Hippie headbands, peace signs and cereal box jukeboxes are among the props local students are crafting during Lincoln Theatre Guild’s drama camp this week.
The group split the camp into two one-week sections — one to serve the western parts of the county, held at Lincoln Charter School in Lincolnton last week, and the other is at Holy Spirit Catholic Church in Denver this week for eastern county children.
This marks 20 years for the camp, with a Music Through the Decades theme this year.
Rising second- through 12th-grade students are learning about different decades from 9 a.m. to 4 p.m. weekdays, starting with the 1950s. Participating children will learn about acting, but also about designing and constructing a set to produce a play in a week.
Tuesday they focused on the 1960s.
“They are going through the whole process of drama,” Camp Director Rachel Masters told the Times-News. “It’s sort of like an iTunes shuffle with a ‘Glee’ theme.”
Masters is also a fifth-grade teacher at Pumpkin Center Intermediate School, where she heads the drama club. Showing students that music can have a message, while teaching them about events that correspond with each time period is her goal, she said.
The young actors are learning about improv, too, working without a script, 9-year-old Chelsea Stegal explained.

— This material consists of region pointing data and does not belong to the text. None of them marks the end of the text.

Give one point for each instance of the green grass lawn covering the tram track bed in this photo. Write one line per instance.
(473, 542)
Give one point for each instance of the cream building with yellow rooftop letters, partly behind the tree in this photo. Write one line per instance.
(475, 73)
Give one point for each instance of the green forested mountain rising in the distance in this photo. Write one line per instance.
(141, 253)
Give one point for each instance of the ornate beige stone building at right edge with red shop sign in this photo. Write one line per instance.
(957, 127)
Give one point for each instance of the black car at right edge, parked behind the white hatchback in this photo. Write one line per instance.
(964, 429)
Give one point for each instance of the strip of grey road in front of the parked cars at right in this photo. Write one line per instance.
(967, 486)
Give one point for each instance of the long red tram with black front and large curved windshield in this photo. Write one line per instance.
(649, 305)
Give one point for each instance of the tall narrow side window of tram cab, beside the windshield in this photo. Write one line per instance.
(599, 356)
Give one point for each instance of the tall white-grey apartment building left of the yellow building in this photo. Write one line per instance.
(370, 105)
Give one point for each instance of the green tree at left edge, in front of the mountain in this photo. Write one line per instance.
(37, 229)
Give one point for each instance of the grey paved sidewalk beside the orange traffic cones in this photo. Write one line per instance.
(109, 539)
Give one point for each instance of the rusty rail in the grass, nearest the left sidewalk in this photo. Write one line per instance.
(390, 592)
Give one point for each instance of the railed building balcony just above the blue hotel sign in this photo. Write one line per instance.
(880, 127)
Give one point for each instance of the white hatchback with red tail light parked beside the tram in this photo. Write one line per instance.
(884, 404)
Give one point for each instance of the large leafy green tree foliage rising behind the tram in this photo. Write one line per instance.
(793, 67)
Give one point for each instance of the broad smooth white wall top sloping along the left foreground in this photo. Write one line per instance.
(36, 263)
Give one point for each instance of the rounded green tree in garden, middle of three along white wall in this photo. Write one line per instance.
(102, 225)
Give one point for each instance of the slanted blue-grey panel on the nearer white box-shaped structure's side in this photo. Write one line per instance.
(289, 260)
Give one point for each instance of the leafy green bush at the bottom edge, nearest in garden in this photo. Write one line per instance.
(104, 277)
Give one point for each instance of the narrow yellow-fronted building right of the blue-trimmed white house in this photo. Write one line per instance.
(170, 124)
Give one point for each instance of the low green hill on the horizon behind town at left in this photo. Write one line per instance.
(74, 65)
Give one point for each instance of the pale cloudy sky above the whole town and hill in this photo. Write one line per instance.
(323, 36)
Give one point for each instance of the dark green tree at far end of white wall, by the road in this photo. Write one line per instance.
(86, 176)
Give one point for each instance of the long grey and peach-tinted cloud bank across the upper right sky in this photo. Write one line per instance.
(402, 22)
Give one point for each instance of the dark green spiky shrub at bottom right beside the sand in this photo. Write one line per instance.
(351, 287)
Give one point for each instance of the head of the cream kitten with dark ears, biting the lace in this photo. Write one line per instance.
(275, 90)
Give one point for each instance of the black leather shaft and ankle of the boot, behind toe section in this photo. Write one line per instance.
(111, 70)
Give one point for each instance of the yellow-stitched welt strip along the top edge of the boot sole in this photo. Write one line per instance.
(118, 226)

Each student is assigned a decade to work on, with a corresponding song that represents that time. The campers pick from a list of songs that Masters put together for each time period, and draw and paint a scene that correlates with their chosen tune.
Hannah Miller, 11, was in the early stages of planning and thinking about how her “Men in Black” backdrop for the 1990s era would look, while working on the day’s skits with her group.
This week’s work is going toward the performance for the campers’ parents at 7 p.m., Friday, at the Cultural Center in Lincolnton.

Foster Williamsson, 10, of Lincolnton pretends to be an action figure while Meggan Collins, 10, of Denver poses him.